Issue: Feb 2005

Staying the Course

The Sequel crossover concept moves GM’s “skateboard” fuel cell platform another generation toward reality.

by John Peter

In the movie business, sequels often pale in comparison to the original. General Motors hopes that a similar fate doesn’t meet the latest iteration of the Autonomy “skateboard” fuel cell car that debuted at the 2001 North American International Auto Show.





Autonomy promised to reinvent the way automobile’s were designed and manufactured as hydrogen fuel cell vehicles become a reality.

GM followed Autonomy with a driveable version called HyWire, later that year. While HyWire came up short on a lot of the advanced technology promised by the theoretical Autonomy, the intent was to build a vehicle that remained as close as possible to the original vision while using available parts and technologies.

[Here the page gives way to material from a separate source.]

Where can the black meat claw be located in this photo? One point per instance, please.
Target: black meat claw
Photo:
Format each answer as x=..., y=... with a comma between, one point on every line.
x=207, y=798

Larry Burns, vice president of research and development and planning, says that Sequel represents a “real car” and while it’s not yet affordable, it is doable. Like HyWire, Burns promises a drivable version of Sequel before the end of 2005.

Burns says that Sequel is more than just a fuel cell vehicle. It’s the merging of four advanced technologies: advanced propulsion, vehicle electronics, controls and software, telematics and advanced materials.

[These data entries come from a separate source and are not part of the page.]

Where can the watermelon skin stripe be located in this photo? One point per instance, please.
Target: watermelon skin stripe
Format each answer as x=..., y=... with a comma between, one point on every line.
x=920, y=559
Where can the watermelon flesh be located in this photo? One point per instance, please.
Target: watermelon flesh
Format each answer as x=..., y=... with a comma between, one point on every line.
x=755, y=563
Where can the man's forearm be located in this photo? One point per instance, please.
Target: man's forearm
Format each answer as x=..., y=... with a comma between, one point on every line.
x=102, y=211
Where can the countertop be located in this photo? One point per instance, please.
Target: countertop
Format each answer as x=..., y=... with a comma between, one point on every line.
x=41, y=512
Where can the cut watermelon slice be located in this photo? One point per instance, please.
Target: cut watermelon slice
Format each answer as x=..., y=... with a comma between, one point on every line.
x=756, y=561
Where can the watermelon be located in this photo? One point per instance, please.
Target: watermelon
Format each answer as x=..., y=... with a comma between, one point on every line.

Sequel is similar in size to a Cadillac SRX at 196.6 in. long and 66.8 in. wide sitting on a 119.7-in. wheelbase and weighs about 200 pounds more than the Cadillac crossover, or about 4,650 pounds.

Sequel’s chassis carries on the “skateboard” theme. All of the vehicle’s components fit within the 11-in. thick all-aluminum chassis. The fuel cell stack is mounted under the floor between the front seats and the Quantum gaseous hydrogen storage system takes up most of the space under the rest of the vehicle’s floor. The high-voltage lithium ion battery sits between the two rear wheels, which are powered by electric wheel-hub motors. A cooling module for the battery sits right behind it. Bywire control modules for the braking, steering and chassis control systems are mounted on top of the frame rails on either side of the hydrogen storage system. An electric traction motor is mounted up front underneath the HVAC control unit, driving the front wheels.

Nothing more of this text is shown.